Once per combat, a cadaver collector has access to the Summon Specters bonus action. The question is when it uses this feature, which has no particular connection to how many opponents it’s fighting or has already defeated in a given combat encounter, and I’m not sure that any obvious answer to this question presents itself. One could reasonably argue that, for maximum advantage, it always uses it in the very first round of combat, to maximize the difficulty of the encounter from the get-go. But am I alone in thinking that’s deeply unsatisfying from a narrative point of view? It seems like Summon Specters should happen at a more dramatic moment, doesn’t it?
So what could that moment be? Should it be tied to how much damage the cadaver collector has taken? (Having taken moderate damage—being reduced to 132 hp or fewer—would be a reasonable bar to set for this criterion.) But the cadaver collector is a servant—nay, an implement. As a construct, it has no self-preservation instinct and no purpose other than to follow its instructions. It seems more like the trigger for Summon Specters should be connected to what’s happening with the cadaver collector’s allies. But then again, there’s also the possibility that the cadaver collector has no allies, because it’s gone errant.

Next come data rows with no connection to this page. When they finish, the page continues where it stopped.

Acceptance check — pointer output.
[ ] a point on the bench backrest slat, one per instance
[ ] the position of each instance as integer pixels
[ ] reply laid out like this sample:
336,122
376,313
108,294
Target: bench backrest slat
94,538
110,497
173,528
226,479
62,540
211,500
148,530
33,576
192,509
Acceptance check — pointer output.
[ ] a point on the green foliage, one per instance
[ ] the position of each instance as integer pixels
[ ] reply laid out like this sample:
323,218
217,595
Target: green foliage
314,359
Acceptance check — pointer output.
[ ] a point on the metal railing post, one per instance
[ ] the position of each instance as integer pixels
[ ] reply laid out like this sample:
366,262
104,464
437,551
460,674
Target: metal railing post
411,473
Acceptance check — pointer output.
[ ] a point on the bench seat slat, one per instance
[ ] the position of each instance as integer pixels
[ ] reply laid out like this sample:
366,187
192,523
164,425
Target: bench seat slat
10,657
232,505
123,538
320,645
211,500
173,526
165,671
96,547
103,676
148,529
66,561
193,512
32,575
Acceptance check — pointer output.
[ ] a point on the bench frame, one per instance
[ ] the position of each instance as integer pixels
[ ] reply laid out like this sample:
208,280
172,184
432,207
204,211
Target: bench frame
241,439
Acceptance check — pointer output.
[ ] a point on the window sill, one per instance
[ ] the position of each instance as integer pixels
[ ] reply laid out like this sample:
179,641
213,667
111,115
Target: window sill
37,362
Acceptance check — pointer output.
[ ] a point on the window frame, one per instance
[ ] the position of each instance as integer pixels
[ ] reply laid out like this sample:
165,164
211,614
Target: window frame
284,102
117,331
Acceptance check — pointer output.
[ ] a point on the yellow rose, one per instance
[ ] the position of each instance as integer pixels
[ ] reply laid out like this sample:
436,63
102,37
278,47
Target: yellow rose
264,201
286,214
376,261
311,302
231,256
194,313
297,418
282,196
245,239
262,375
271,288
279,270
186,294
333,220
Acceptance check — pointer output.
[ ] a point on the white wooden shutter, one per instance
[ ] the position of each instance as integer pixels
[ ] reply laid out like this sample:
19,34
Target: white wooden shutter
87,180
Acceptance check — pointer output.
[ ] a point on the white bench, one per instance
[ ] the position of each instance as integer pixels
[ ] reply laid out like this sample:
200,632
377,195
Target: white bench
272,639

This is going to be a real reach—I admit it forthrightly—but what if the cadaver collector has a sort of uncanny intuition for when the tide of battle needs a nudge, either when the introduction of some fresh forces could turn a losing fight into a winning one, or when a battle the cadaver collector’s side is winning with great effort could be turned into one it can win handily? If you need to make this sense weirder and more mechanistic, what if the cadaver collector always bases its judgment on however many allies it had, and whatever condition they were in, when it was last under its summoner’s control? In other words, maybe it was summoned as an auxiliary to the Khuren Kharuul, an elite guard unit 50 hobgoblins strong, and it activates Summon Specters once combat has gone on long enough that it’s strange that its opponents would still be holding out against 50 hobgoblins.
None of these rules really lends itself to consistent application. I think the best rule is probably to use Summon Specters when it feels right to you as the DM, and not to try to justify it.
It should go without saying, but just in case it doesn’t: A cadaver collector doesn’t retreat, no matter how much damage it’s taken. It does its thing until it’s busted.
Next: steel predators.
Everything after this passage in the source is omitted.